Genfi 23/04/2008 00:04


En effet, nous avons du mal à nous comprendre...

En tout cas, j'aimerai bien combler mon ignorance et avoir une preuve irréfutable que les animaux n'ont pas de conscience. Si vous avez un texte de référence admis par tout le monde, je suis
preneur. Et peut- être pourrions nous ensuite débattre de ce qu'est la conscience.

Pour revenir à notre sujet, je n'ai jamais prétendu être dans le vrai. De même qu'être certain de son idée ne garanti pas que l'on soit dans le vrai, ne pas pouvoir lui trouver une justification ne
suffit pas à dire que l'on se trompe. Je reconnais  mon entêtement et ma détermination à croire en la bonté de l'homme. Vous en conviendrez, c'est un entêtement qui ne fait de mal à
personne... Je reconnais que mes arguments sont simplistes, mais je peux au moins les relier à ma propre expérience. Ce qui m'importe, c'est que la question de la bonté de l'homme n'a rien
d'anodine, la réponse peut complètement influencer la manière dont les gens vivent ensemble lorsqu'ils forment des sociétés humaine. Quelles seraient les principales différences entre une société
qui pense que la nature de l'homme est mauvaise et une autre qui pense que cette nature est bonne?

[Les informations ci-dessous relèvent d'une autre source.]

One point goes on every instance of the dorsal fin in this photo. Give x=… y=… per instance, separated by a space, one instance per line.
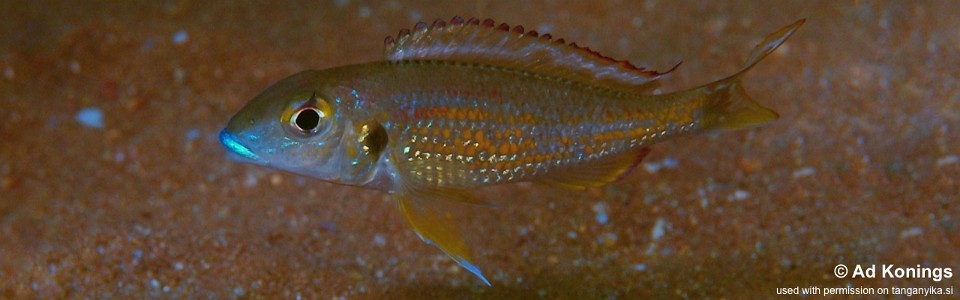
x=473 y=41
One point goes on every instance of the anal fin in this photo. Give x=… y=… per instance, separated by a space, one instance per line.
x=422 y=209
x=596 y=173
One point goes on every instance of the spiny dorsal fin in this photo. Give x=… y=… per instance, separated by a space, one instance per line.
x=484 y=42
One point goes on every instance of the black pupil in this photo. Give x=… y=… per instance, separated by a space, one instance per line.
x=308 y=119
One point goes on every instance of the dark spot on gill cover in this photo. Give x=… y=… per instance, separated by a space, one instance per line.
x=375 y=139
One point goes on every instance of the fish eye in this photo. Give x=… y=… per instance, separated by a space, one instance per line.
x=307 y=119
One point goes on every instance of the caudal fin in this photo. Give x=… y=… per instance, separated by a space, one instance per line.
x=730 y=107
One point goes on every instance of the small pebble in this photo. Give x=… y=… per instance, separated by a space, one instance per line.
x=364 y=12
x=180 y=37
x=739 y=195
x=90 y=117
x=379 y=240
x=804 y=172
x=946 y=160
x=657 y=232
x=915 y=231
x=192 y=134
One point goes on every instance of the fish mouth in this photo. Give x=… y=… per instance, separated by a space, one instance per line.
x=236 y=150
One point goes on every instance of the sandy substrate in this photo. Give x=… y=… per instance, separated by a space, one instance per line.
x=113 y=183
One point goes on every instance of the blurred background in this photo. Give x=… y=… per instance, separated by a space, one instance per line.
x=113 y=183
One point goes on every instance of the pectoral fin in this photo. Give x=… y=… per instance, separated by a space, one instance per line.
x=422 y=211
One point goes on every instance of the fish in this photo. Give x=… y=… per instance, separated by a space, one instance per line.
x=459 y=105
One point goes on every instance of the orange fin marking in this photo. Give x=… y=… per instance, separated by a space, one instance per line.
x=421 y=211
x=728 y=105
x=478 y=42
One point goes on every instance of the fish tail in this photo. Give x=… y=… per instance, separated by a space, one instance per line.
x=729 y=106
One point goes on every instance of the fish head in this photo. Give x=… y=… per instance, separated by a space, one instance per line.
x=295 y=125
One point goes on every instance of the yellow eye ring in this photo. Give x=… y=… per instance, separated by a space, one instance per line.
x=307 y=119
x=308 y=116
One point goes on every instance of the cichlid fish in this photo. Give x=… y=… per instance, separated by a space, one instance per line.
x=465 y=104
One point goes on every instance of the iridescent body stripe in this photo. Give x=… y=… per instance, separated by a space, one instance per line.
x=473 y=125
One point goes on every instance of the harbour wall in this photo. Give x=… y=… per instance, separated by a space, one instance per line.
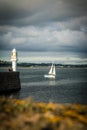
x=9 y=81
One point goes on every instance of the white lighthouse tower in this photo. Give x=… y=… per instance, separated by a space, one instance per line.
x=14 y=60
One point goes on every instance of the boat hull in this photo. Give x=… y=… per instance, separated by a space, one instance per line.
x=50 y=76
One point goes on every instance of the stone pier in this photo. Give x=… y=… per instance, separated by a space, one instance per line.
x=9 y=81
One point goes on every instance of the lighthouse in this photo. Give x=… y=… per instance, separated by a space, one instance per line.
x=14 y=60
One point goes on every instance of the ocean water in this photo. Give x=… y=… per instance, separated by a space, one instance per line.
x=70 y=85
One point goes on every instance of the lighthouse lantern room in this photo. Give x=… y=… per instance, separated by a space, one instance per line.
x=14 y=60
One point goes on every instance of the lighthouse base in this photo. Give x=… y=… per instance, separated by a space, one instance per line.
x=9 y=81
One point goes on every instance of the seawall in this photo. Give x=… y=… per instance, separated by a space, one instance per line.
x=9 y=81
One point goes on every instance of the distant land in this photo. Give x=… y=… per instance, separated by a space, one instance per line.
x=4 y=63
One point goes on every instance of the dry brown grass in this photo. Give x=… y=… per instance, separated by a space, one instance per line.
x=30 y=115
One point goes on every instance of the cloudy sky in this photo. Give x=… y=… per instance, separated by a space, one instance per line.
x=44 y=26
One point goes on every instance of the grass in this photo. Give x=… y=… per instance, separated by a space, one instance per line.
x=27 y=114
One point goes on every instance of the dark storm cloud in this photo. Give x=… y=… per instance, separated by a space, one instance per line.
x=44 y=25
x=22 y=13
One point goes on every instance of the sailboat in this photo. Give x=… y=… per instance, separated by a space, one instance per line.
x=52 y=72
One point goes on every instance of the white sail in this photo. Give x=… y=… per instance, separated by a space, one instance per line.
x=51 y=69
x=52 y=72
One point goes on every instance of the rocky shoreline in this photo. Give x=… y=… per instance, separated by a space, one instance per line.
x=27 y=114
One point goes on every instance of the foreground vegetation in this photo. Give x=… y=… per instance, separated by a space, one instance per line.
x=27 y=114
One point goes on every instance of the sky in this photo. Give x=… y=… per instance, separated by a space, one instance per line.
x=58 y=26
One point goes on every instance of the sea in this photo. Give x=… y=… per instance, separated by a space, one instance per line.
x=69 y=86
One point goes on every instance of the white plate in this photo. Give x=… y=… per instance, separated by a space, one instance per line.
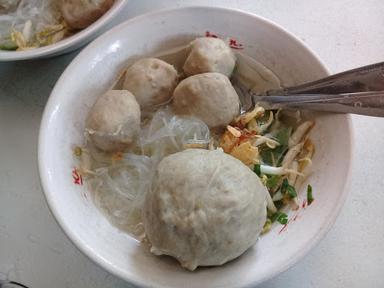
x=94 y=70
x=71 y=43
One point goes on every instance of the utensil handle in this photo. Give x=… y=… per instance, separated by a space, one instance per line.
x=363 y=103
x=363 y=79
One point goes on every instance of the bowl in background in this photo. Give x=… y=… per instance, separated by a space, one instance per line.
x=94 y=70
x=73 y=42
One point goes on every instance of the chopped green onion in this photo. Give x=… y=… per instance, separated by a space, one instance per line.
x=284 y=186
x=256 y=169
x=272 y=181
x=280 y=217
x=267 y=226
x=289 y=189
x=309 y=195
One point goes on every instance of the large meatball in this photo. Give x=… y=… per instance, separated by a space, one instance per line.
x=79 y=14
x=205 y=208
x=209 y=96
x=151 y=80
x=209 y=55
x=114 y=120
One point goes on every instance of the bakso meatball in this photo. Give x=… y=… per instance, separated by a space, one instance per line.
x=79 y=14
x=209 y=96
x=114 y=120
x=209 y=55
x=151 y=80
x=205 y=208
x=8 y=5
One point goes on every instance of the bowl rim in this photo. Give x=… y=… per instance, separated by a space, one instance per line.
x=122 y=274
x=67 y=43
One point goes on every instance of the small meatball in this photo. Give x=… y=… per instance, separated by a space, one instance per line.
x=205 y=208
x=151 y=80
x=209 y=55
x=79 y=14
x=114 y=120
x=8 y=5
x=209 y=96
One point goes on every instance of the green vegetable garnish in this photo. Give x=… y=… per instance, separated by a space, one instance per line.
x=273 y=181
x=309 y=195
x=257 y=170
x=284 y=186
x=267 y=226
x=289 y=189
x=274 y=156
x=280 y=217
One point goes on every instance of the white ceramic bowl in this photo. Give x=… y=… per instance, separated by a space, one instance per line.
x=93 y=71
x=71 y=43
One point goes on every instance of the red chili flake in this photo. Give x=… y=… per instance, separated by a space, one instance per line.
x=209 y=34
x=233 y=44
x=284 y=227
x=77 y=178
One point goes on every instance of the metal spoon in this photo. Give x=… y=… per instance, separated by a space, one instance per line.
x=357 y=91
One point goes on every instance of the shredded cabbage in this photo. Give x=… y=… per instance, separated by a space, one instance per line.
x=26 y=24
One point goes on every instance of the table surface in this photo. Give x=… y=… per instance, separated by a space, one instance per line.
x=33 y=249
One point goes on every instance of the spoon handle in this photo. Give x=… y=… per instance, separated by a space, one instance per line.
x=362 y=79
x=363 y=103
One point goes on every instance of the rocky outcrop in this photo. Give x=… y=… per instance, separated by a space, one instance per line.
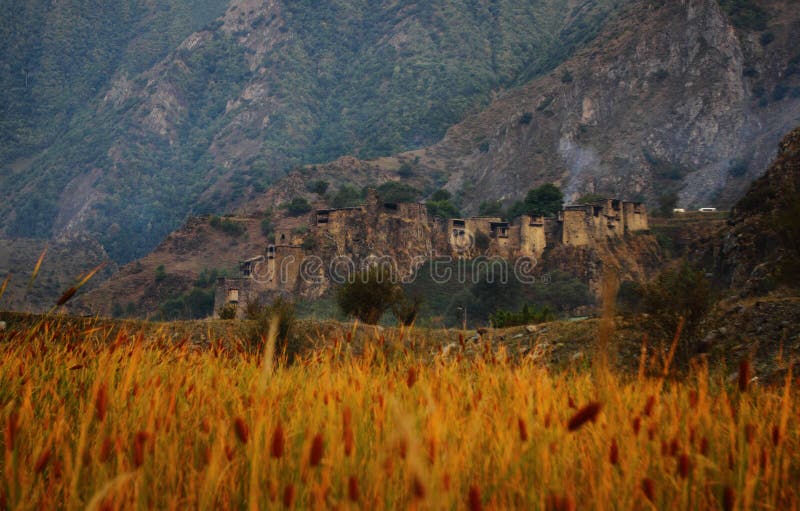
x=671 y=98
x=759 y=249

Pourquoi pensez vous qu'il est impossible de se relier à sa véritable nature lorsque nous sommes sous l'influence d'une culture? Ne peut-on pas obtenir un élément de réponse par l'expérience
directe? car nous somme tous de l'espèce humaine. Si l'on abandonne les raisons de la colère et de la haine que reste t-il?

Vous pouvez m'aider si vous le voulez à argumenter ma conviction, mais jamais vous n'arriverez à me faire changer d'avis quant à la bonté naturelle de l'homme.  On dit que seul les imbéciles
ne changent pas d'avis, mais comme je le disais si maladroitement, j'ai fait ce choix pour des raisons précises. Je suis donc un imbécile heureux...

Sur ce, il se fait tard, je vous souhaite une bonne nuit.